Com­ment es-tu passé de l’X à une pra­tique pro­fes­sion­nelle comme historien ? 

En tour­nant le dos à l’X.

Quelles spé­ci­ficités cette for­ma­tion t’a‑t-elle apportées dans la pra­tique de ce métier ? 

Elle ne m’en a pas apporté.

Existe-t-il un lien entre tes domaines de spé­cial­i­sa­tion et ton pas­sage par l’X ?

Aucun.

Et pourtant…

Les quelques nota­tions qui vont suiv­re, classées par ordre chronologique car je suis his­to­rien, mon­treront que j’ai sans doute été plus influ­encé par l’X, dont j’ai été élève du
1er sep­tem­bre 1975 au 31 août 1978, que je veux bien le reconnaître.

C’est dès sep­tem­bre 1975, au Larzac où la pro­mo­tion fait encore ses class­es, que nous croi­sons l’histoire. Roman­tiques comme on l’est à vingt ans, trois d’entre nous ren­con­trons les col­lec­tifs paysans opposés à l’extension du camp mil­i­taire pour organ­is­er l’achat col­lec­tif, par trente élèves de la pro­mo­tion 1975, d’une par­celle en indi­vi­sion. L’administration n’a guère de dif­fi­cultés à faire pres­sion sur quelques mail­lons faibles, et la vente ne se fait pas. Dès l’année suiv­ante, les X font leurs class­es à La Courtine. 

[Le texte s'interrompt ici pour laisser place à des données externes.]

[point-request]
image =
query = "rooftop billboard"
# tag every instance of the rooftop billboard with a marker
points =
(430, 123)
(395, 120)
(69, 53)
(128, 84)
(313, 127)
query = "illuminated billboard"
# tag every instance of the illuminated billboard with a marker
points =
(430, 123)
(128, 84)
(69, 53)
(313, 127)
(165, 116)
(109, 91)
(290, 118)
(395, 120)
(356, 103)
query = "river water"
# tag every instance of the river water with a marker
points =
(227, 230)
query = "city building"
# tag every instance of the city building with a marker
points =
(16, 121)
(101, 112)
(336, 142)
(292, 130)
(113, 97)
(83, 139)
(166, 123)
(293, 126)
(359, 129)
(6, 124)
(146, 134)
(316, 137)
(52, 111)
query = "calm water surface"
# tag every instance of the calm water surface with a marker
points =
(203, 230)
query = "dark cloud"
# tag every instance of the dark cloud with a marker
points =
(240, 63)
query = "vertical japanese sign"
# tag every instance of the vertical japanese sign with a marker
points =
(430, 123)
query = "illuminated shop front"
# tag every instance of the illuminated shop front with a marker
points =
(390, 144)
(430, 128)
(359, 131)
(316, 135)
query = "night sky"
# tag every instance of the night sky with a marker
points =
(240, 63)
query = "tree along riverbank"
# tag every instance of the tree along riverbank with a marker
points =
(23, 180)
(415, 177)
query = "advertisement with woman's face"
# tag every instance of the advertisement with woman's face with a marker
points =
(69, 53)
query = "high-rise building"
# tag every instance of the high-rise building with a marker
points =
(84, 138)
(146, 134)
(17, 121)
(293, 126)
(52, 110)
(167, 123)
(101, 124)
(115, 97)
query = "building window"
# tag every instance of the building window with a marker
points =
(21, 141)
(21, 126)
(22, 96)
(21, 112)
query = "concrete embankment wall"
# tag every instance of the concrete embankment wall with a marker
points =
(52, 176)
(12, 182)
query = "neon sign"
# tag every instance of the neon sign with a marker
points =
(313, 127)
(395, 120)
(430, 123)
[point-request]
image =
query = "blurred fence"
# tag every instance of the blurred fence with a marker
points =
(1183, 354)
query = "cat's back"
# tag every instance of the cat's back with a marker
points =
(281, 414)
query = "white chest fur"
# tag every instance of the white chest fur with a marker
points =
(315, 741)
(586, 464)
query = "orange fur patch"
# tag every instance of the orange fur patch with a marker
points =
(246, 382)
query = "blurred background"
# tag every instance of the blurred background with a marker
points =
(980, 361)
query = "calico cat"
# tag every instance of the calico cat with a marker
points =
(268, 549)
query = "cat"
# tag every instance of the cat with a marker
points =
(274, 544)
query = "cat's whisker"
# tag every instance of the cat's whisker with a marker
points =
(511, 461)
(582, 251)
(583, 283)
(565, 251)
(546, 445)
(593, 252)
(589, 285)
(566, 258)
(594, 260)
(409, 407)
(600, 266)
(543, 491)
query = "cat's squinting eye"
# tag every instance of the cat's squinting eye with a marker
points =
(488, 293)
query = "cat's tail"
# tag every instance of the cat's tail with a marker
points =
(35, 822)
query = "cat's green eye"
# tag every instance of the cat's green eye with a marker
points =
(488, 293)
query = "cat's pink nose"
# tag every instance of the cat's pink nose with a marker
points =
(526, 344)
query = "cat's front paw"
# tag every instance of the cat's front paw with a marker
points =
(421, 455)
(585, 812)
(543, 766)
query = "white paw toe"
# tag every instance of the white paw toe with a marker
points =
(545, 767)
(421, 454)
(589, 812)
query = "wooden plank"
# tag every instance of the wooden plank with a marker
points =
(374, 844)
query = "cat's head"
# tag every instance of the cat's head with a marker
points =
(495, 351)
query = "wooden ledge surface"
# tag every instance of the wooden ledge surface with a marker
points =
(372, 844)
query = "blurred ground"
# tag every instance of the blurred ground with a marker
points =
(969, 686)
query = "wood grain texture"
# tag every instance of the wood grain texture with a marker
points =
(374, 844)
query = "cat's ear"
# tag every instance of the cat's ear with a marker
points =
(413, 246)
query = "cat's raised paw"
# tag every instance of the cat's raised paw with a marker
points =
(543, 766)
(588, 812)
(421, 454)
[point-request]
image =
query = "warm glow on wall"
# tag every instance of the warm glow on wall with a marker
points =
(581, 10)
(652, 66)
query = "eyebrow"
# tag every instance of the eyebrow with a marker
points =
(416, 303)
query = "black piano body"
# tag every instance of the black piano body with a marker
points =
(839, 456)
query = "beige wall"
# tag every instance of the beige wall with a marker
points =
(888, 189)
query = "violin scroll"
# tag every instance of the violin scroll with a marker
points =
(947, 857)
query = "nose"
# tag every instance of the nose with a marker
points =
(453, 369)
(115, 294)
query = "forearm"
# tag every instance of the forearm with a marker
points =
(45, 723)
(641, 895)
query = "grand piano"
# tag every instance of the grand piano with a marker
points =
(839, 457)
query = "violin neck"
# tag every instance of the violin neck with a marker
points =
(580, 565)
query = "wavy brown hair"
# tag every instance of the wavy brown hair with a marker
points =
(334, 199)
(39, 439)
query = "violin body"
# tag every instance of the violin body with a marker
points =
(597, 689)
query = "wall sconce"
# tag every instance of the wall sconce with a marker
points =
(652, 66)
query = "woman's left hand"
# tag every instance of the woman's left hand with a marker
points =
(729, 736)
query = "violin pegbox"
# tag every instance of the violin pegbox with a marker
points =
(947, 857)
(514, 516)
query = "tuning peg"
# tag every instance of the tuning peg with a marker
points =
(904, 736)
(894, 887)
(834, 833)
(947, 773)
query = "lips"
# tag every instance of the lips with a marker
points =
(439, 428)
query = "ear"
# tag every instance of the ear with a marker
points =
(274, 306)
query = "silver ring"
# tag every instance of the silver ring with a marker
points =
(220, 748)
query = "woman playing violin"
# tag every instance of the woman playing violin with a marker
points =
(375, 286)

Qua­tre mois plus tard, après une for­ma­tion à Saint-Cyr Coëtquidan – dont la bib­lio­thèque ren­fer­mait alors des tré­sors pour un his­to­rien en herbe –, je suis affec­té pour sept mois à Lan­dau où can­tonne le 8e RI. La porte d’entrée de cha­cun des qua­tre bâti­ments de la caserne est sur­mon­tée d’un bas-relief fig­u­rant un aigle enser­rant une croix gam­mée. L’armée française, qui occu­pait les lieux depuis plus de trente ans, n’avait jamais cru bon de les faire dis­paraître. Je m’en éton­nai, pour ne pas dire plus, auprès d’un cap­i­taine, qui répli­qua calme­ment que la France n’était que locataire des bâti­ments. Les régimes passent, les bâti­ments restent, une pre­mière leçon de cette his­to­ri­ette. La sot­tise de cer­tains officiers français en est une seconde.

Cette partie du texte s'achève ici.